Saya menghabiskan martini saya, dan kami berjalan ke bar berikutnya.
- Setahun telah berlalu. Kami saling mengirim pembaruan email sesekali. Terkadang Bombshell akan memanggil saya tiba-tiba, hanya untuk melihat bagaimana keadaannya. Atau untuk bantuan. Atau nasihat. Saya menghapus nomornya lebih dari setahun yang lalu, tetapi saya masih hafal.
“Jadi, Bombshell menelepon saya pada Sabtu larut malam. Simone sedang tidur, saya sedang bersiap-siap untuk tidur.” Saya sedang dalam perjalanan pulang kerja, berbicara dengan teman lama di telepon.
"Oh tidak!" dia berkata. “Aku tidak menyukainya. Itu tidak adil."
"Tidak, tidak apa-apa," kataku padanya. "Saya baik-baik saja. Dia menelepon saya dari Public House dan memberi tahu saya bahwa dia sangat mencintai pria ini. Dialah yang akan dinikahinya. Dan meskipun dia masih mendapat telepon dari mantan kekasih, yang memohon untuk mendapatkannya kembali, tidak sulit untuk mengatakan tidak kepada mereka. Tapi dia merasa ada sesuatu yang masih menghubungkan kita, dan dia tidak bisa melepaskanku.”
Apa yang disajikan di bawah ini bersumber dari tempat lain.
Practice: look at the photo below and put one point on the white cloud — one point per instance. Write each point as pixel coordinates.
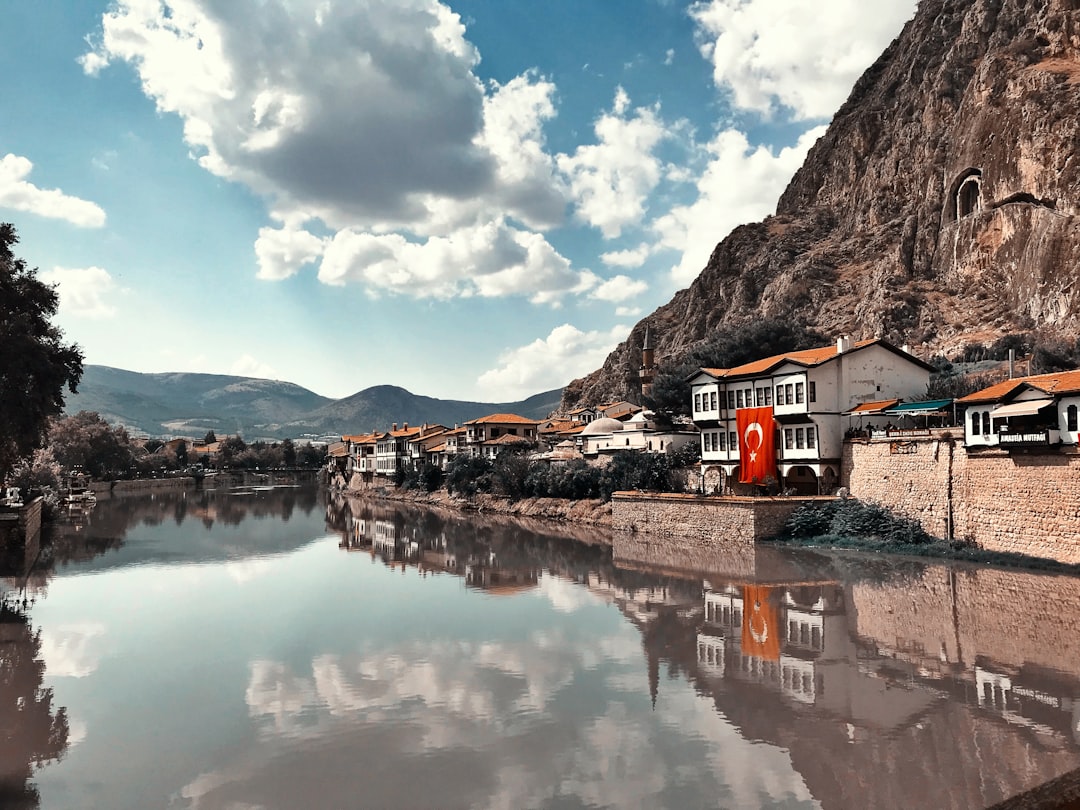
(631, 257)
(802, 55)
(388, 138)
(282, 252)
(72, 650)
(84, 292)
(488, 260)
(248, 366)
(619, 288)
(610, 180)
(740, 185)
(18, 194)
(551, 362)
“Itu kacau,” kata teman lama itu. Lalu aku mendengar dia bersumpah. “Beberapa orang seharusnya tidak diizinkan mengemudi. Jadi apa?”
Saya menginjak rem saat lalu lintas secara misterius memanifestasikan dirinya di jalan raya. “Dia mengatakan kepada saya bahwa dia membutuhkan saya untuk mengatakan kepadanya bahwa saya telah melepaskannya. Dia ingin saya mengatakan kepadanya bahwa tidak mungkin bagi kita untuk bersama.
"Wow. Apakah kamu?"
"TIDAK. Saya tidak bisa.”
"Um... kenapa tidak?"
“Sial, aku tidak tahu. Saya tidak punya alasan bagus. Sudah lama berakhir. Saya tidak mencintainya seperti yang saya lakukan. Dan kita tidak memiliki masa depan bersama. Pernah. Tapi dia masih mampu mengemudikan kereta barang di hatiku.” Lalu lintas mulai bergerak lagi, untuk sementara.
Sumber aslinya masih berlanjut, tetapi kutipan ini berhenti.